Some Core availability Catchpoint tests might be more expensive than they need to be
Closed, ResolvedPublic

Description

A lot of the availability tests use the Chrome monitor, which costs 1 point per run, where the Emulated monitor would be enough for testing availability.

While running JS with the Chrome Monitor probably triggers more requests, it doesn't inform us about whether the JS experience is broken or not, since we are merely testing for availability.

Was there any rationale to have the "big wikis" tested with the Chrome monitor rather than the Emulated monitor?

Details

Related Gerrit Patches:

Event Timeline

Gilles created this task.Apr 13 2017, 6:54 AM
Restricted Application added a subscriber: Aklapper. · View Herald TranscriptApr 13 2017, 6:54 AM
Peter added a subscriber: Peter.Apr 18 2017, 8:13 AM

I did some checks, in *Core Services Availability* we do two payment checks with Chrome against the API and check if it returns OK. I'm pretty sure they could use "Object" and just verify the result?

For other tests we need to discuss it, I haven't used CatchPoint in a while. Some tests I think overlap with WebPageTest we don't have the same alerting there.

MoritzMuehlenhoff triaged this task as Medium priority.May 10 2017, 3:31 PM
Gilles moved this task from Inbox to Radar on the Performance-Team board.May 17 2017, 6:52 PM
Krinkle added a subscriber: Krinkle.

We created this task at a time we were considering to use Catchpoint for some of our web performance tests. At that time, a lot of credits were already occupied with questionable tests. As such, this task was created for Ops to re-evaluate some of those and potentially free up credits for us to use.

While that should still happen (in the interest of not wasting anything), untagging Performance-Team given we're no longer interested in using Catchpoint for anything relating to web performance due to the instability of the metrics.
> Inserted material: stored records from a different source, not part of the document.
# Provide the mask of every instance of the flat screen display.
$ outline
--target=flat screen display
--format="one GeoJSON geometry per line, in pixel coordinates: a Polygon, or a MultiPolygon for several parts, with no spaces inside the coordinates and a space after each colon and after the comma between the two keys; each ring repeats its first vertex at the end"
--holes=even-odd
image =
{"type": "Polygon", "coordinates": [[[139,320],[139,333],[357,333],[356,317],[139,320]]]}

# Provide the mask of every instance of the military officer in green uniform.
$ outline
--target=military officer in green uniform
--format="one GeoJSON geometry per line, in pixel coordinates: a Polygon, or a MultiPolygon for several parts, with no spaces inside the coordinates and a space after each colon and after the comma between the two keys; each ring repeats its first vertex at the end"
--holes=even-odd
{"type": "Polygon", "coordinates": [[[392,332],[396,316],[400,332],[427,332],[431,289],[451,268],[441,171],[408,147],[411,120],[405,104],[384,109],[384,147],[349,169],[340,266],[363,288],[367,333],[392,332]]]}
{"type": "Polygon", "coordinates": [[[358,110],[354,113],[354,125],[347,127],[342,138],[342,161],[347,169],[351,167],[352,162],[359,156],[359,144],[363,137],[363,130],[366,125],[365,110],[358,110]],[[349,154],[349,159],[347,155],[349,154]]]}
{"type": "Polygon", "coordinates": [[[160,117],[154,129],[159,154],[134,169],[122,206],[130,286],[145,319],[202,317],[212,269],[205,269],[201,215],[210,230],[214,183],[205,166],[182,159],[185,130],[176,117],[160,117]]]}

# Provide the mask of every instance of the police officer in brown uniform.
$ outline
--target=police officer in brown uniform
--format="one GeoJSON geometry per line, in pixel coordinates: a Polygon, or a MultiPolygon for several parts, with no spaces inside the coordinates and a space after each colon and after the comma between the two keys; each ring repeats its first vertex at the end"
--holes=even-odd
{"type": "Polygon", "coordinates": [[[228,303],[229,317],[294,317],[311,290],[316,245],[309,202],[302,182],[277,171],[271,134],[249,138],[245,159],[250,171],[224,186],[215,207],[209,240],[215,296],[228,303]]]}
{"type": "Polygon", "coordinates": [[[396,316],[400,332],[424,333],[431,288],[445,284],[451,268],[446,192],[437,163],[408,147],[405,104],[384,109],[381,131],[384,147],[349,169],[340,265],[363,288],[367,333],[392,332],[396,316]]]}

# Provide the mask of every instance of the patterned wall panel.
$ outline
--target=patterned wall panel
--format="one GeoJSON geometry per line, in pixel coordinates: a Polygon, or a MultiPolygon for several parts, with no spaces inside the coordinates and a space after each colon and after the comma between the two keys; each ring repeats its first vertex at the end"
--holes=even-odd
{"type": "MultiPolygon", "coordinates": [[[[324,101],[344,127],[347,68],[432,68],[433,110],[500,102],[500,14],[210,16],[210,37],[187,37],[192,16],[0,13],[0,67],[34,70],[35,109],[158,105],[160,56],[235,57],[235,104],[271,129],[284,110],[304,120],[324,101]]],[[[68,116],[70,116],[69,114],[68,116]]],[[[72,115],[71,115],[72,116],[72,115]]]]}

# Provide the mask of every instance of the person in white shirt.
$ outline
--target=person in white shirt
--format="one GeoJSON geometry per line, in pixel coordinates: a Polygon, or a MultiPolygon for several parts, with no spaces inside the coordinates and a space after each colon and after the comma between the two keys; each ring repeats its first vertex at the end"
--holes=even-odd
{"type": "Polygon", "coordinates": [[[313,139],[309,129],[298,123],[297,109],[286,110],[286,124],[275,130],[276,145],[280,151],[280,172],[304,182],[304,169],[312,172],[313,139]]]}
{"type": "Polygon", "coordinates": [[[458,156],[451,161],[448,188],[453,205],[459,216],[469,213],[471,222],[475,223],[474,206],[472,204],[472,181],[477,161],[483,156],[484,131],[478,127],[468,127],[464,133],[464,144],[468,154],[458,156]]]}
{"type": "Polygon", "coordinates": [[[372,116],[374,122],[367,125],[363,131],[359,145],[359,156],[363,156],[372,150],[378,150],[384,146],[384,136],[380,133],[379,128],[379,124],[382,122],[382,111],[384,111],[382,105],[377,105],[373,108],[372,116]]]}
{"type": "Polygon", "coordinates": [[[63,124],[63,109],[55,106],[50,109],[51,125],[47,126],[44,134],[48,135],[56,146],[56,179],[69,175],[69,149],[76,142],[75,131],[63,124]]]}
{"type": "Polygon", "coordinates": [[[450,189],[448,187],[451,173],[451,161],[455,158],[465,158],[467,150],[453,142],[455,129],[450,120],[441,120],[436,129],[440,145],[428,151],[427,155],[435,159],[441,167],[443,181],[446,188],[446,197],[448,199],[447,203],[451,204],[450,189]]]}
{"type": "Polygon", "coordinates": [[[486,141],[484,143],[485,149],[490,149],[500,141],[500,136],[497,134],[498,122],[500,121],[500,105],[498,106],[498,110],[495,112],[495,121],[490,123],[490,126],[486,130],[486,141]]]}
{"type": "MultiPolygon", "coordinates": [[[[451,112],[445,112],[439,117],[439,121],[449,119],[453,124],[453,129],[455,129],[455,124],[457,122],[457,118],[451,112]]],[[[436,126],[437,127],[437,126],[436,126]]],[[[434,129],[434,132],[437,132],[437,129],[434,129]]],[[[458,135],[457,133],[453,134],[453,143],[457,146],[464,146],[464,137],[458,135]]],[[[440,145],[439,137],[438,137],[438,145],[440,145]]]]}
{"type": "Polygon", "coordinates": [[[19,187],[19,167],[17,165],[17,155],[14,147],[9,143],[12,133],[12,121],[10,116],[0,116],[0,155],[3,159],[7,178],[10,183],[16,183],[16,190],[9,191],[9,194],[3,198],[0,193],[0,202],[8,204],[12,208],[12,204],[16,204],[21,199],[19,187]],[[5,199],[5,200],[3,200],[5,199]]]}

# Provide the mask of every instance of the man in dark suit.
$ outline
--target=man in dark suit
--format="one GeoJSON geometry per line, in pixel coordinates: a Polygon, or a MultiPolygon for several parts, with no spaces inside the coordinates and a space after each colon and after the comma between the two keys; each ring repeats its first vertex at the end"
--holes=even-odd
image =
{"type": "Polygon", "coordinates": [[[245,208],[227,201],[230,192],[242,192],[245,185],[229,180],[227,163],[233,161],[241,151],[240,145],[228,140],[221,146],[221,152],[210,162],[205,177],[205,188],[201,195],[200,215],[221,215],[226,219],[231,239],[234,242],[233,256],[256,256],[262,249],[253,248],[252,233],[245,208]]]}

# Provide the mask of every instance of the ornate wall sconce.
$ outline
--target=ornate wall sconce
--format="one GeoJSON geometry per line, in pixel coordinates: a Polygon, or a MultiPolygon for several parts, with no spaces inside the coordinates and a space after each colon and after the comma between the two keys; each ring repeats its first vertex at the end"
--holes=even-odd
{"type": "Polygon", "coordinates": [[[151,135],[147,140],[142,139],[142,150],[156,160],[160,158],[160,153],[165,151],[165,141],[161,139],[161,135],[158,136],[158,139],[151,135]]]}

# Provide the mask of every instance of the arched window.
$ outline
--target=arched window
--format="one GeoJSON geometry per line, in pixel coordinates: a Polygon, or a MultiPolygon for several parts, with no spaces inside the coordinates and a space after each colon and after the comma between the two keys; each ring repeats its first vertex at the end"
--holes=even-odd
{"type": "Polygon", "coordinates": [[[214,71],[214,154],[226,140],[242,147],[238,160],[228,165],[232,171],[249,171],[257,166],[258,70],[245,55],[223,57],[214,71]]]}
I suppose they have different objectives (correctness/availability, not millisecond precise/consistent timing metrics).

faidon assigned this task to Volans.Jan 29 2018, 2:54 AM
faidon raised the priority of this task from Medium to High.

Mentioned in SAL (#wikimedia-operations) [2018-01-31T01:51:25Z] <mutante> catchpoint: recycled gwicke's user and turned it into a user for volans, upgraded him to admin (T162857)
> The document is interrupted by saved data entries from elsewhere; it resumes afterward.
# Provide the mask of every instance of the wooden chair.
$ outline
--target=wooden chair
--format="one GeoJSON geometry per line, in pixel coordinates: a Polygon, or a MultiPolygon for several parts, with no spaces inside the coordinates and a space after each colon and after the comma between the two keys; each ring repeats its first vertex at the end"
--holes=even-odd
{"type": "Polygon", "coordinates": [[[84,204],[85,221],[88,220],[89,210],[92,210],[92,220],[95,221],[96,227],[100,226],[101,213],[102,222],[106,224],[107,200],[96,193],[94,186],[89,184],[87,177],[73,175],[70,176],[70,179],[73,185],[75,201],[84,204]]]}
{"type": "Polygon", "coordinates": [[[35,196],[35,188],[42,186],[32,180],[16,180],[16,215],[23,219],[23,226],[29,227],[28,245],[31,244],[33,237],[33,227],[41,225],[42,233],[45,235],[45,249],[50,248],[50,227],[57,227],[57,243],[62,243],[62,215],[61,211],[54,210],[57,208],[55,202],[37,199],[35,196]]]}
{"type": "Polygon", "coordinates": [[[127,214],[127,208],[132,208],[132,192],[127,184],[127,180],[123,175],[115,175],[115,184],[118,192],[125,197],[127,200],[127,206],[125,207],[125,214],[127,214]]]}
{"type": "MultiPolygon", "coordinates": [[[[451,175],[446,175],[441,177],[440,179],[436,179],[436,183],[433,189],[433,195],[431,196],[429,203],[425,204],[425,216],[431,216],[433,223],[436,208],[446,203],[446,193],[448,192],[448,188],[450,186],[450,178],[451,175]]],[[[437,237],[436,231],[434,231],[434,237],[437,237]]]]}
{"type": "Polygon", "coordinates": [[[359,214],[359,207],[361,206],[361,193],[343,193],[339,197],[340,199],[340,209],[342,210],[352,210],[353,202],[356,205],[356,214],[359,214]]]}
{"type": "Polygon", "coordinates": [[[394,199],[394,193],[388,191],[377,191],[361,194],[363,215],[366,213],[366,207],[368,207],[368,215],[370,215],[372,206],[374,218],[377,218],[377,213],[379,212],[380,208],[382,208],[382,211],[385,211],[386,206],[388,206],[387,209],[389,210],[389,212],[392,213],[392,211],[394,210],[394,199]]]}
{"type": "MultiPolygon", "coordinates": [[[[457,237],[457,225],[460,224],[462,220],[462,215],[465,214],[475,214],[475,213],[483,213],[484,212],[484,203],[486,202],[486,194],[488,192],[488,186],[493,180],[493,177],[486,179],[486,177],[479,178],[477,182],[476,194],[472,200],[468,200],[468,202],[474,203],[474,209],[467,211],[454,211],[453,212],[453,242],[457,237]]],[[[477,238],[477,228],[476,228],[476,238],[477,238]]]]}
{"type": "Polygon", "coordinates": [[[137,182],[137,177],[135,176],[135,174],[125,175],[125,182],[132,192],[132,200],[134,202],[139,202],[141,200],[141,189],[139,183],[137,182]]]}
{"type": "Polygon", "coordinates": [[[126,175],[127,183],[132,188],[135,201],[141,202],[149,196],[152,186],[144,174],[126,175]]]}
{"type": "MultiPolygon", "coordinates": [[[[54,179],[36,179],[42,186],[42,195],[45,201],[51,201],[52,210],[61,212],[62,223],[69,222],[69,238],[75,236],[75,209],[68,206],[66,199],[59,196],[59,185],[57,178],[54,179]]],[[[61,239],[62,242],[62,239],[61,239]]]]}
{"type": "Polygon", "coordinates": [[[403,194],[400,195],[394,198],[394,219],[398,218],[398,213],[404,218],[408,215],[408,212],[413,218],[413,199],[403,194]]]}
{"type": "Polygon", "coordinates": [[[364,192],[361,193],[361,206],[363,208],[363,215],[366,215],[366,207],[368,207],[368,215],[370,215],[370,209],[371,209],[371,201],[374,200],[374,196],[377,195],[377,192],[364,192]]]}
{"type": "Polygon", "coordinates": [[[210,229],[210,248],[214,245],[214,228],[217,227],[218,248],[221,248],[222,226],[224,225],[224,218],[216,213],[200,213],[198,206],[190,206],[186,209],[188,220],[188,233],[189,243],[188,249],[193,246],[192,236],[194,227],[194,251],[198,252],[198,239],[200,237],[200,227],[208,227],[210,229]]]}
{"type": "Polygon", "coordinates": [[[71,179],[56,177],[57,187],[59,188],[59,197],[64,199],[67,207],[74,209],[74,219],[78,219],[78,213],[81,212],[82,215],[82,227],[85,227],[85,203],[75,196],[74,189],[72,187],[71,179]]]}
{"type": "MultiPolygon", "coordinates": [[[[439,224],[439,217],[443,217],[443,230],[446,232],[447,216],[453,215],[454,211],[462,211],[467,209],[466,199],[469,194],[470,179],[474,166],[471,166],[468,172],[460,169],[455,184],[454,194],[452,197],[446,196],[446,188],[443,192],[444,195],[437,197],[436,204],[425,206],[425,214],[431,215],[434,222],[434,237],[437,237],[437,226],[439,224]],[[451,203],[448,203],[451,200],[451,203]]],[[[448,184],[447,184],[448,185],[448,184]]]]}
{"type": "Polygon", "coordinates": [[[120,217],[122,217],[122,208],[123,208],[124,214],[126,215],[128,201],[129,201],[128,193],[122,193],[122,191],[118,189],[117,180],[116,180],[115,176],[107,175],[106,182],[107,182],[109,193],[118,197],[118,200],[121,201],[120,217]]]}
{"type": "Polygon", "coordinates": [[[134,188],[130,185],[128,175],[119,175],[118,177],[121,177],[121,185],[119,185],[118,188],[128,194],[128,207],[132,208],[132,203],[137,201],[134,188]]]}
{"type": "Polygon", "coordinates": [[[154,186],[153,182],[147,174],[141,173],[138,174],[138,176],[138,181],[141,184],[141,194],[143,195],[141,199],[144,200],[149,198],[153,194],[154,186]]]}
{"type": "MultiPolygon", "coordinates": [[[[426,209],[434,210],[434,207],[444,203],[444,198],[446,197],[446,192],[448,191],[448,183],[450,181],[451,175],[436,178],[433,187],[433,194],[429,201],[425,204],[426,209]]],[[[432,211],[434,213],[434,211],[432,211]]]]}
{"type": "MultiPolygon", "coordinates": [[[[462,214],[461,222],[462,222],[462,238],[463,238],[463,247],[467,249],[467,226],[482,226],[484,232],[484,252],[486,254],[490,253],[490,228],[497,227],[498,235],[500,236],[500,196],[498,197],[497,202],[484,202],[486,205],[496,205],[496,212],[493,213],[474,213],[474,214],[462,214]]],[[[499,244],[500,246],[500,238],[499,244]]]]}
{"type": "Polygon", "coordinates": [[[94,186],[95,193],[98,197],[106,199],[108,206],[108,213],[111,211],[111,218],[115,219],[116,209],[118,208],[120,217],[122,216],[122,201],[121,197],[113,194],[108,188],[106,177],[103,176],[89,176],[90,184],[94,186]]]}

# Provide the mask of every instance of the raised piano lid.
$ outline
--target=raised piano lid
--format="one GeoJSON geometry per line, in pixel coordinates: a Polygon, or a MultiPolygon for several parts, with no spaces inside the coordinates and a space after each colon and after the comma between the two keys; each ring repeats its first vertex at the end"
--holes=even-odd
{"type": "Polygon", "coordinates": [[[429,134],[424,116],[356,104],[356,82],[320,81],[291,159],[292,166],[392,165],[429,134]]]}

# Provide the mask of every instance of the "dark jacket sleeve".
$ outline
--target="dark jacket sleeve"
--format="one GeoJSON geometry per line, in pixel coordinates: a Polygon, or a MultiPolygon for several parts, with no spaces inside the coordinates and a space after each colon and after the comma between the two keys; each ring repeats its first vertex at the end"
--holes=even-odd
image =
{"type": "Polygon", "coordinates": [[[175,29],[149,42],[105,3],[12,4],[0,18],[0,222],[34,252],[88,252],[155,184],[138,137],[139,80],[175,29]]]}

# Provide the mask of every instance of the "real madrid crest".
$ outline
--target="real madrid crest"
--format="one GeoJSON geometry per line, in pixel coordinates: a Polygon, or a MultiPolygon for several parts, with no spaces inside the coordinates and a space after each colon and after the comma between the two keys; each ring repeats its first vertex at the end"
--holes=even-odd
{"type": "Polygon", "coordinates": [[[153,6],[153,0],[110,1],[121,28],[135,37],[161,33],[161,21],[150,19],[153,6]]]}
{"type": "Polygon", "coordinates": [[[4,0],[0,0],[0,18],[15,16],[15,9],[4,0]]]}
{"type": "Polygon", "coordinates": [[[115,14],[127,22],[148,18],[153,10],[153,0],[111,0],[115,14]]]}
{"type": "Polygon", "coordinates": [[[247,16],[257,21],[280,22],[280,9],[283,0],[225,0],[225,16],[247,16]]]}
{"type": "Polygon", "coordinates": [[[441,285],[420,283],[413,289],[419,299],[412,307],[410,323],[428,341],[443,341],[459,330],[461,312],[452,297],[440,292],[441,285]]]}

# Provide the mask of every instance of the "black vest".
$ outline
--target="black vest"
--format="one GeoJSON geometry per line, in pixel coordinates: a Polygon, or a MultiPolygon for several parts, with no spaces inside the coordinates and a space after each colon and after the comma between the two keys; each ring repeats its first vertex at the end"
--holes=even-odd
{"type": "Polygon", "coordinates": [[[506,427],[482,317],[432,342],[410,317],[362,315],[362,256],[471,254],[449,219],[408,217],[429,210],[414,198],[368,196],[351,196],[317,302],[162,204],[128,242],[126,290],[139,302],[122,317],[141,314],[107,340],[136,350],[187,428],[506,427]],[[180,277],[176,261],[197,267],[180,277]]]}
Change 410951 had a related patch set uploaded (by Volans; owner: Volans):
[operations/puppet@production] Icinga: update allowed IPs for external monitoring

https://gerrit.wikimedia.org/r/410951

Change 410951 merged by Volans:
[operations/puppet@production] Icinga: update allowed IPs for external monitoring

https://gerrit.wikimedia.org/r/410951

Volans moved this task from Inbox to In progress on the observability board.
Volans closed this task as Resolved.Apr 19 2018, 9:10 AM
Volans added subscribers: chasemp, faidon.

To summarize the work done recently, I've made an audit of existing checks and fixed/improved some of them that had clear errors or needed to be updated. @chasemp has very kindly offered himself to review the WMCS related checks, users and groups.
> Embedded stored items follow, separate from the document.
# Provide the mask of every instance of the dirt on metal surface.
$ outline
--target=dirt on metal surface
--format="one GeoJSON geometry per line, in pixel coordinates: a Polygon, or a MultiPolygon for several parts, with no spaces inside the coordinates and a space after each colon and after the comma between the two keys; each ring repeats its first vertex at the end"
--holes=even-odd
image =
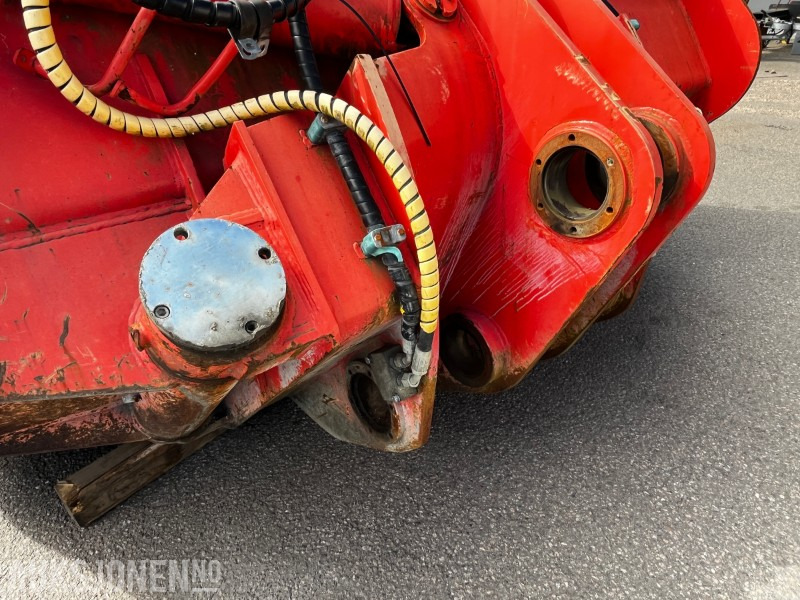
{"type": "MultiPolygon", "coordinates": [[[[389,135],[393,160],[402,156],[413,173],[416,195],[406,187],[412,179],[393,180],[406,175],[402,166],[392,173],[391,154],[377,152],[383,138],[369,142],[376,152],[354,146],[383,220],[425,239],[419,248],[401,243],[398,256],[422,294],[435,290],[421,303],[441,307],[449,323],[433,336],[430,362],[426,346],[414,354],[414,373],[368,368],[370,353],[401,347],[399,304],[384,265],[359,250],[365,228],[329,149],[302,133],[311,114],[240,121],[185,140],[113,132],[41,77],[11,4],[0,16],[0,58],[9,59],[0,61],[0,81],[15,90],[5,98],[17,117],[0,139],[0,150],[15,156],[5,172],[0,166],[0,454],[188,441],[220,413],[240,424],[290,394],[340,439],[418,448],[430,435],[440,344],[446,377],[502,391],[548,349],[572,344],[598,317],[632,302],[647,261],[710,182],[707,119],[741,97],[759,57],[757,31],[738,0],[652,2],[641,9],[653,19],[641,35],[628,16],[590,0],[355,4],[391,64],[356,56],[374,41],[364,41],[362,23],[339,4],[310,9],[310,26],[326,87],[389,135]],[[714,28],[706,25],[711,16],[714,28]],[[732,55],[735,66],[725,62],[732,55]],[[20,143],[30,139],[47,142],[20,143]],[[53,158],[43,165],[43,155],[53,158]],[[200,218],[237,224],[280,257],[281,316],[262,336],[206,348],[196,342],[206,330],[187,338],[160,328],[156,320],[168,312],[157,309],[166,304],[150,306],[139,294],[153,240],[166,232],[174,245],[185,239],[170,237],[175,226],[200,218]],[[395,393],[420,375],[416,393],[395,393]]],[[[244,64],[231,60],[219,32],[147,11],[131,27],[132,9],[122,0],[62,2],[52,15],[31,6],[26,19],[52,16],[76,72],[119,107],[165,116],[199,100],[203,110],[222,106],[230,123],[225,114],[253,116],[237,102],[301,87],[281,43],[285,24],[267,60],[244,64]]],[[[49,35],[46,24],[29,27],[30,36],[49,35]]],[[[32,47],[48,64],[49,48],[32,47]]],[[[374,140],[369,132],[359,135],[374,140]]],[[[241,266],[235,254],[214,263],[216,276],[195,265],[202,272],[186,276],[173,308],[202,295],[200,277],[224,285],[241,266]]],[[[178,285],[156,280],[168,290],[178,285]]],[[[236,340],[255,323],[248,319],[244,329],[232,326],[236,340]]],[[[434,321],[426,323],[430,334],[434,321]]],[[[120,451],[101,465],[130,491],[158,471],[151,463],[182,457],[150,452],[120,451]]],[[[62,489],[73,512],[91,504],[86,514],[101,514],[125,495],[103,496],[93,483],[101,480],[62,489]]]]}

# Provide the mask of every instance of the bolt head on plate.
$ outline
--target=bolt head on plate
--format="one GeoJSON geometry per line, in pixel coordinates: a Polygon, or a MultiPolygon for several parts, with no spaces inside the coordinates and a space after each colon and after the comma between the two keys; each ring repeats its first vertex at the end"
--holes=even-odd
{"type": "Polygon", "coordinates": [[[229,351],[271,331],[286,298],[286,274],[253,230],[197,219],[153,242],[142,259],[139,295],[153,323],[178,346],[229,351]]]}

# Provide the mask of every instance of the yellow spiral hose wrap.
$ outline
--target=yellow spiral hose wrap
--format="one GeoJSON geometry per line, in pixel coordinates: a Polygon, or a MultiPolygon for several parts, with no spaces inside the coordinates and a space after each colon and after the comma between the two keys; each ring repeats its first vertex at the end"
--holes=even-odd
{"type": "Polygon", "coordinates": [[[95,96],[70,69],[53,31],[50,0],[21,0],[28,39],[50,81],[79,111],[114,129],[148,138],[180,138],[227,127],[236,121],[293,110],[309,110],[336,119],[362,139],[383,164],[405,206],[414,234],[420,270],[420,329],[436,331],[439,319],[439,261],[425,204],[411,172],[383,132],[357,108],[330,94],[283,91],[185,117],[142,117],[121,111],[95,96]]]}

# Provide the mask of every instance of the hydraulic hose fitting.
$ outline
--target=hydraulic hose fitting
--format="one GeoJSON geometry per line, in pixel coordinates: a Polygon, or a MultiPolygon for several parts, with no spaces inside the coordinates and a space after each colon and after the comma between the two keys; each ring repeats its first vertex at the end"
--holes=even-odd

The summary of the audit of existing checks and their cost in points, users and group is available in this internal document.

I've also added myself to all the alerts to have a better view of any check that might be less reliable or have more false positive than others in order to improve their reliability on the alarming side.
In addition to improve the API vs Chrome checks, another thing worth investigating is the ability to use public cloud nodes in some cases instead of the backbone nodes given the reduced cost.

There is a medium/long-term plan to review, improve and optimize our external checks that is out of scope of this specific task and will continue in the background. Given that we're not in a shortage of points situation at this moment I'm resolving the task.